Granting IAM User Access to API Gateway Execute API on Another Account: A Comprehensive Guide
Problem: You need to grant an IAM user in your account the ability to execute an API Gateway API deployed in a different AWS account. This scenario can arise when you have a separate account for hosting your API Gateway and another account for the application that needs to invoke the API.
Rephrased: You want someone in your team to use an API that's not hosted in your own AWS account, but instead in a separate account for API management. How can you give them the right permissions?
Scenario & Original Code
Let's say you have an API Gateway API deployed in Account A, and you need to grant access to a user in Account B. Here's the typical scenario:
Account A (API Gateway Account):
- API Gateway REST API:
my-api - IAM Role:
api-gateway-executor-role(with necessary permissions)
Account B (User Account):
- IAM User:
my-user - Code:
aws apigateway get-rest-apis --rest-api-id <api-id>
The above code will fail with an error "AccessDeniedException: User: [my-user] is not authorized to perform: apigateway:GetRestApis."
Solution & Explanation
The solution involves using cross-account access and IAM roles. You need to:
- Create a Role in Account A: The role will have the necessary permissions to execute the API. This role will be assumed by the user in Account B.
- Grant the Role Permissions in Account A: Attach a policy to the role that grants the necessary permissions to access and execute the API.
- Grant the Role Permissions in Account B: Create an IAM policy that allows the user in Account B to assume the role you created in Account A.
Detailed Steps:
Account A (API Gateway Account):
- Create an IAM Role: In the IAM console, go to Roles -> Create Role.
- Select "AWS Service" as the trusted entity.
- Choose "API Gateway" as the service.
- Give the role a descriptive name like "api-gateway-executor-role".
- Attach Policy: Go to the role's permissions tab.
- Attach the policy "AmazonAPIGatewayInvokeFullAccess" to grant full access to API Gateway.
- Alternatively, create a custom policy with granular permissions based on your requirements.
Account B (User Account):
- Create IAM Policy: In the IAM console, go to Policies -> Create Policy.
- Select the "JSON" tab and paste the following code:
{
"Version": "2012-10-17",
"Statement": [
{
"Effect": "Allow",
"Principal": {
"AWS": "arn:aws:iam::<Account-ID-of-Account-A>:role/api-gateway-executor-role"
},
"Action": "sts:AssumeRole"
}
]
}
Replace <Account-ID-of-Account-A> with the account ID of Account A.

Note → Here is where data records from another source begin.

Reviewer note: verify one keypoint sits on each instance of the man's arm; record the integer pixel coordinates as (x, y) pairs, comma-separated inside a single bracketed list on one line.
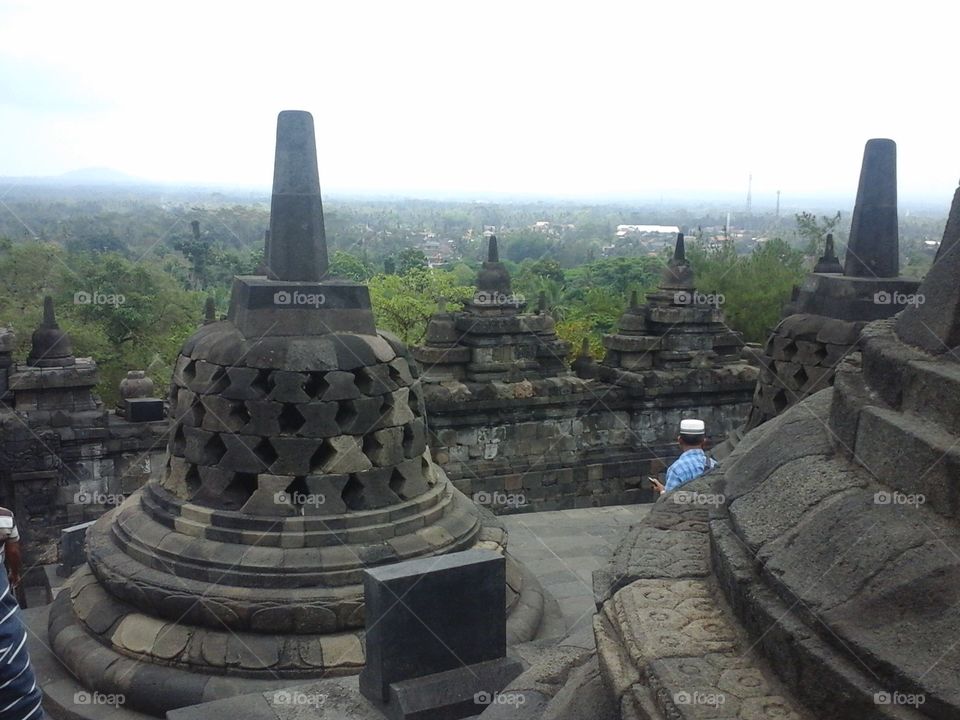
[(13, 561)]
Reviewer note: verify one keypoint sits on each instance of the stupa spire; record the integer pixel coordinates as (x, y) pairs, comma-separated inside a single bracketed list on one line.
[(297, 246)]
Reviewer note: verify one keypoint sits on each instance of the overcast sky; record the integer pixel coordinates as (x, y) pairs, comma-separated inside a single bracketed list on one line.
[(640, 97)]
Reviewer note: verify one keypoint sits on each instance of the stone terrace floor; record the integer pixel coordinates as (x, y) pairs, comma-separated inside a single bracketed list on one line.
[(563, 548)]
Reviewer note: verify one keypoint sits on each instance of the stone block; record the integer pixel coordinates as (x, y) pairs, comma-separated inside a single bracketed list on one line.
[(72, 553), (452, 614)]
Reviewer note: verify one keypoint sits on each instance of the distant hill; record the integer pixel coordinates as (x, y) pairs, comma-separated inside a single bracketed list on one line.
[(98, 176)]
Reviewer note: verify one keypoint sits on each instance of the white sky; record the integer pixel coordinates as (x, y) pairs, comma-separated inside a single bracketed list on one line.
[(552, 98)]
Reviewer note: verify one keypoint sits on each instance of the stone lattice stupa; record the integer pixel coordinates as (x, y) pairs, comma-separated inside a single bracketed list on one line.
[(297, 458)]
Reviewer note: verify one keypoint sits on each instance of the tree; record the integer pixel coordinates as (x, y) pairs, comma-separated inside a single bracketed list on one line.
[(349, 267), (404, 303), (411, 259)]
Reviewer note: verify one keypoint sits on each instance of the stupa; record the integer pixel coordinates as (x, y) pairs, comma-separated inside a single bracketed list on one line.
[(297, 458)]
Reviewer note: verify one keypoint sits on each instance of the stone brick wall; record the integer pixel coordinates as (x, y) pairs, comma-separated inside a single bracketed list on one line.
[(562, 442), (64, 459)]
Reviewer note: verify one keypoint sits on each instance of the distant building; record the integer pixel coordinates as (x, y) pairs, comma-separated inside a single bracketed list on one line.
[(625, 230)]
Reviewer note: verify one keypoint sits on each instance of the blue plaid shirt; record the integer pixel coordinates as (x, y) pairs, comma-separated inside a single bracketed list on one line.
[(689, 466)]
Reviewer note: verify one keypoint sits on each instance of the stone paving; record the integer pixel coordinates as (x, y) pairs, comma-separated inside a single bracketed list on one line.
[(564, 547)]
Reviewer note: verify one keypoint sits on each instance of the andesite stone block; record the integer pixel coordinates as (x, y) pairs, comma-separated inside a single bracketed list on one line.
[(451, 614)]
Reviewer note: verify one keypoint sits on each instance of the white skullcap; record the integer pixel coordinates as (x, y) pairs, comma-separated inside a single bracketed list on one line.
[(692, 427)]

- Attach Policy to User: Go to the IAM user's permissions tab.
- Attach the policy created in the previous step.
Account B (User Account):
Code Changes:
import boto3
# Assume the role in Account A
sts_client = boto3.client('sts')
assumed_role_object = sts_client.assume_role(
RoleArn="arn:aws:iam::<Account-ID-of-Account-A>:role/api-gateway-executor-role",
RoleSessionName="api-gateway-executor-session"
)
# Create a new boto3 client using the assumed role credentials
api_gateway_client = boto3.client(
'apigateway',
aws_access_key_id=assumed_role_object['Credentials']['AccessKeyId'],
aws_secret_access_key=assumed_role_object['Credentials']['SecretAccessKey'],
aws_session_token=assumed_role_object['Credentials']['SessionToken']
)
# Execute the API Gateway API
response = api_gateway_client.get_rest_apis(restApiId='<api-id>')
print(response)
This code will now successfully execute the API Gateway API in Account A.
Additional Value
- Security: This approach uses cross-account access and IAM roles, ensuring that the user in Account B only has access to the API Gateway API they need to interact with, following the principle of least privilege.
- Granular Permissions: You can create custom policies to grant specific permissions based on your requirements. For example, you can allow users to only invoke specific methods or access certain resources within the API Gateway.
- Scalability: This solution scales well for managing access to multiple APIs across different AWS accounts.
References & Resources
By following this guide, you can safely and effectively grant IAM users access to execute API Gateway APIs in different AWS accounts, enabling seamless integration and collaboration across your organization.